He made some mistakes, but honestly, they overrate it way too much to blame it for Sega's downfall.
The truth is that most of his refusal were based on 2D games that died overnight in western sales with the 32-bit generation release, I sell videogames and most of the japanese Saturn software I have are anime niche genre stuff like VN that no third party would pick up back in the day for overseas release, the market was not there, not even the VHS anime adaptations. Was it necessary? Obviously not, just should have let go and pick royalties if anyone was interested.
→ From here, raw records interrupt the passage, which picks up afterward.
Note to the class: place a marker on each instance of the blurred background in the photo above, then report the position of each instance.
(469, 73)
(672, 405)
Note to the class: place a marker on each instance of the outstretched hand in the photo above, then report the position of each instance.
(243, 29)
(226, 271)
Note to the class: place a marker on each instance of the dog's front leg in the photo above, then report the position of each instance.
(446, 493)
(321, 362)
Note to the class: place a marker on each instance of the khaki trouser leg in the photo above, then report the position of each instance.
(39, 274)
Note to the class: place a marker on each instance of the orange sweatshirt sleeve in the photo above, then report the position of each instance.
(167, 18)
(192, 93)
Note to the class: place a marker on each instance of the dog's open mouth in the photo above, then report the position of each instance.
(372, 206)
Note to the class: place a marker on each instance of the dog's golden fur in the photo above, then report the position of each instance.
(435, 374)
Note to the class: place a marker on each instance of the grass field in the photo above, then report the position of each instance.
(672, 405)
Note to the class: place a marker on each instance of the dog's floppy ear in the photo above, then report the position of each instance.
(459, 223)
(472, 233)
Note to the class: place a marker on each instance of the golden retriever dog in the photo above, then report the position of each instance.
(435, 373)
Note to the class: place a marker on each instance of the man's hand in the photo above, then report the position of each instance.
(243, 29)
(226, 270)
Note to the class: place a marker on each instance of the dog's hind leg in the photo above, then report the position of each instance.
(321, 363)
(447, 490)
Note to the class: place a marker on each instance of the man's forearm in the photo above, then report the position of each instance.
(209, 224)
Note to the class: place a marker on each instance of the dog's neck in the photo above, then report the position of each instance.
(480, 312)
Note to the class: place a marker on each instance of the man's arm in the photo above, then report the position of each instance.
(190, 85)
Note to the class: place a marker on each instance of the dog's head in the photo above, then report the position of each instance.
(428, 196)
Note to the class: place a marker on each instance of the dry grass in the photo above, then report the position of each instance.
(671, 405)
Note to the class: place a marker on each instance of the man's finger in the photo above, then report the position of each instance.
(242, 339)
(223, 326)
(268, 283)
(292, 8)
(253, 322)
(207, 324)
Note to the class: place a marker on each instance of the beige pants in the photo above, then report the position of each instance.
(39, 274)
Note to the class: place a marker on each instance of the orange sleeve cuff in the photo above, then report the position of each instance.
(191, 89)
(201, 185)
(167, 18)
The stance on the Saturn not being a future was actually a harsh truth by 97, Sega had done screwed up with the design that was mainly easier for 2D, Capcom which was a major Saturn and DC supporter had financial losses with Street Fighter 3 poor sales on the arcades and ditched out 2D games from their pipeline. He said in Arcade Attack interview that he only joined SoA if Japan could accept his demand for a new console when it needed, which I believe it started right after SoJ botched up Sonic X-Treme development for a last time when Yuji Naka threatened to leave the company because Stolar had picked up a copy of the Nights sourcecode at the STI request to speed up development.
His Dreamcast management was a industry set example in marketing and quality, the japanese release was weak on launch content, but the extra nine months allowed to gather all the great software released up until them for the western release, which included SoulCalibur, and by that point a flow of continuous releases as developers were finishing their projects started back in the prototype hardware days. All of his team would later get jobs at big companies, which included Peter Moore, add that the affordable price (Saturn was 100$ more expensive than PS1) and the online capabilities and you get a lightining in the bottle which made record breaking numbers at launch. According to the interview mentioned above, SoJ wanted to botch the release for a lowkey online only release in 2000.
At the end of the day, he was a great manager who tired to save a company who was stubborn until its near death bed. The lack of money or will from Sega to force life support on the western Saturn until the DC launch was the biggest trust issue factor with the public.